Herr Klingholz, wie viele Einwohner hat Deutschland?
Das Statistische Bundesamt meldet für 2005 die Zahl von 82,4 Millionen. Aber es geht davon aus, dass Deutschland eigentlich 1,4 Millionen Einwohner weniger hat als angegeben. So hoch ist nach internen Berechnungen die Zahl der Karteileichen in den Melderegistern abzüglich der Zahl der Nicht-Gemeldeten. Die 1,4 Millionen müsste man eigentlich abziehen.
Mit anderen Worten: Man weiß nicht, ob es München mit 1,4 Millionen Einwohner gibt oder nicht. Wie kommen diese enormen Unterschiede zustande?
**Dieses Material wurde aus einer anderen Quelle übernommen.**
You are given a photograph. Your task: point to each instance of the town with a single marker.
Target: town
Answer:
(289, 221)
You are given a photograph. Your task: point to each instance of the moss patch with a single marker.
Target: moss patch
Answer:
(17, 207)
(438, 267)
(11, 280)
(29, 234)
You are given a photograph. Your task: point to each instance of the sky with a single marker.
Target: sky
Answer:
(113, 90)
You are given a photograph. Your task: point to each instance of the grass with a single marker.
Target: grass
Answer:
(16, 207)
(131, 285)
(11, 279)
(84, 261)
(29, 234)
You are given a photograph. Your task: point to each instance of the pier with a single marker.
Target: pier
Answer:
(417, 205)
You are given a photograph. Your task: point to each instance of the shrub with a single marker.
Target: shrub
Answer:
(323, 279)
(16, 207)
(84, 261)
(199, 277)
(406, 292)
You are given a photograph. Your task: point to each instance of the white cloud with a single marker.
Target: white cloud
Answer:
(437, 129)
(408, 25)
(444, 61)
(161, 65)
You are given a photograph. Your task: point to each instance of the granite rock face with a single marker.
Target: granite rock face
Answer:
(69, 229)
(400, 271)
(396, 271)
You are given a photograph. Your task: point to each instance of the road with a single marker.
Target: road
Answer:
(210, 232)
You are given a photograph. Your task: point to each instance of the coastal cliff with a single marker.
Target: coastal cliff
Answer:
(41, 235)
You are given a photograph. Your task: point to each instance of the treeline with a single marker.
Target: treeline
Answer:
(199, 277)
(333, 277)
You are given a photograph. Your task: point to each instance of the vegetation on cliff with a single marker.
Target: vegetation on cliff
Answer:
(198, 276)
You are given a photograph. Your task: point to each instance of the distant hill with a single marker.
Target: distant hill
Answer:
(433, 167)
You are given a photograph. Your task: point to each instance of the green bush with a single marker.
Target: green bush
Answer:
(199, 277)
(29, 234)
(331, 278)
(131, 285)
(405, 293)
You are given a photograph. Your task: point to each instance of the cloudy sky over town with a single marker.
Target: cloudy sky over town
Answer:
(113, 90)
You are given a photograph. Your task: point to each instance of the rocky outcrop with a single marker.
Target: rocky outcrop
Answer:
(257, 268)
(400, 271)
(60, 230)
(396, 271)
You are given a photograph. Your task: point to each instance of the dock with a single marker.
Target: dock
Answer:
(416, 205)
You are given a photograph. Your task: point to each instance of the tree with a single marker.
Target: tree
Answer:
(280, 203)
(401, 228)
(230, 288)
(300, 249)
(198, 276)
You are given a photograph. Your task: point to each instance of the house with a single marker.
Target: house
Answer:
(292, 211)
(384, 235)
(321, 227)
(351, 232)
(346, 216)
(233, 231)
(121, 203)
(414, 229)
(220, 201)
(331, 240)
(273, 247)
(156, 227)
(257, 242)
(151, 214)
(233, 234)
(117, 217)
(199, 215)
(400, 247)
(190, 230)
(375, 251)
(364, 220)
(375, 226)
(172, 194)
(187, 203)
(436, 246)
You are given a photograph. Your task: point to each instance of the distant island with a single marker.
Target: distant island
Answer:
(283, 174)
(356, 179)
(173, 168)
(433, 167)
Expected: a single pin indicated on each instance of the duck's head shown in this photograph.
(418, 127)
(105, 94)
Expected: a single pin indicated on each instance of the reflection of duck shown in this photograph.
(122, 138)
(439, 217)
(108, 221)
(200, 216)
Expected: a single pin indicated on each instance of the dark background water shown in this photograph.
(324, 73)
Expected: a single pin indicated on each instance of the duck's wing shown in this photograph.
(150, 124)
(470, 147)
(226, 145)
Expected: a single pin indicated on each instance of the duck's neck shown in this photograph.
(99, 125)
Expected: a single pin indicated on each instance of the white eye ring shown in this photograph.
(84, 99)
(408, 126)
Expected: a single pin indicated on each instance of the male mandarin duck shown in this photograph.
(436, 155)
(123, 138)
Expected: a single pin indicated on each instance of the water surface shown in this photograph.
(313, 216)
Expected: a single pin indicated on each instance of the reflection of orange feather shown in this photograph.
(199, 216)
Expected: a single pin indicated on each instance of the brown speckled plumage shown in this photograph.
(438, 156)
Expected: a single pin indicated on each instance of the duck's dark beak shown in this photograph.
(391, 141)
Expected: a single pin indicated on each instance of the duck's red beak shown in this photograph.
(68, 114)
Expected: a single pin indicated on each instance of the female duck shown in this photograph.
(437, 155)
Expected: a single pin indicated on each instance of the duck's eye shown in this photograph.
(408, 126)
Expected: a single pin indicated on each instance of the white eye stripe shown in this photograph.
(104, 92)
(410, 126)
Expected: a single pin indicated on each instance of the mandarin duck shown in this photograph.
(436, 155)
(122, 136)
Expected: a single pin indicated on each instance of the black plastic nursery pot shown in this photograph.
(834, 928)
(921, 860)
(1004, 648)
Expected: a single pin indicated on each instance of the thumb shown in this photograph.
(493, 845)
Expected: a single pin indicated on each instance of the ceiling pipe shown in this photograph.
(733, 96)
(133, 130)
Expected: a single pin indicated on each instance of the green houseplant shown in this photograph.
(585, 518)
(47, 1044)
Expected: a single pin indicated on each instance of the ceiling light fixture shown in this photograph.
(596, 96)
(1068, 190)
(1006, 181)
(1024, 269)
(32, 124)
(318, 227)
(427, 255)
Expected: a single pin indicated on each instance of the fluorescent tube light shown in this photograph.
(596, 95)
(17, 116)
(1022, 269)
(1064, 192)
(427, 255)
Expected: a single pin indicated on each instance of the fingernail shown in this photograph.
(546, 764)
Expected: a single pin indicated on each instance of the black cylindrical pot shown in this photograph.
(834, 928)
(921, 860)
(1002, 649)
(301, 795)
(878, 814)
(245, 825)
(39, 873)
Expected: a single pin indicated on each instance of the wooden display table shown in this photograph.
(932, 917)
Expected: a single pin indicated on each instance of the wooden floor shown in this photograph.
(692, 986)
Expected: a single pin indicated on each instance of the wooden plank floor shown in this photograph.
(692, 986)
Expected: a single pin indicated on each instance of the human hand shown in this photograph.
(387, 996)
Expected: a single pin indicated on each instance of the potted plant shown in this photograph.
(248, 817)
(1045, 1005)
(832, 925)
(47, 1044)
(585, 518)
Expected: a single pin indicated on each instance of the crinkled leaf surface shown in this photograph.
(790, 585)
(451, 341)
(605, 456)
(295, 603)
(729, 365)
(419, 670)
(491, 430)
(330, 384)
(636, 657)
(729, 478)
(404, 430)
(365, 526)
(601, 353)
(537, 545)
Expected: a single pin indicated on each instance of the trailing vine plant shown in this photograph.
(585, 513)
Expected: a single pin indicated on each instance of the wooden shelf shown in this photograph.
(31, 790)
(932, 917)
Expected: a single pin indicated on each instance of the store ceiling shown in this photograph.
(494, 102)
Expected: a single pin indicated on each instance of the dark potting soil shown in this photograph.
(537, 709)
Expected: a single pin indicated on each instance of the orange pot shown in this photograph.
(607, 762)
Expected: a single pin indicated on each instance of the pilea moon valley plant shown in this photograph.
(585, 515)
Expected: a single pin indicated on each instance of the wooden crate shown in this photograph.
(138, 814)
Es gibt mehrere Gründe. Zum Beispiel melden sich viele Leute beim Umzug nicht ab und bleiben in den Registern der Kommunen. Auch gibt es Doppelmeldungen etwa bei komplizierten ausländischen Namen. Etwa, wenn ein polnischer Bürger einmal mit einem "c" und einmal mit "z"geschrieben wird. Die Ausländerstatistik ist so fehlerhaft, dass zwei Zahlen für die Ausländer kursieren, die sich um 600.000 unterscheiden. Berlin und das Saarland haben Fehlerquoten von sechs Prozent. Und beide Länder sind Empfänger im Rahmen des Länderfinanzausgleichs. Denen würden die einwohnerspezifischen Einnahmen massiv wegbrechen, wenn die richtige Zahl bekannt würde.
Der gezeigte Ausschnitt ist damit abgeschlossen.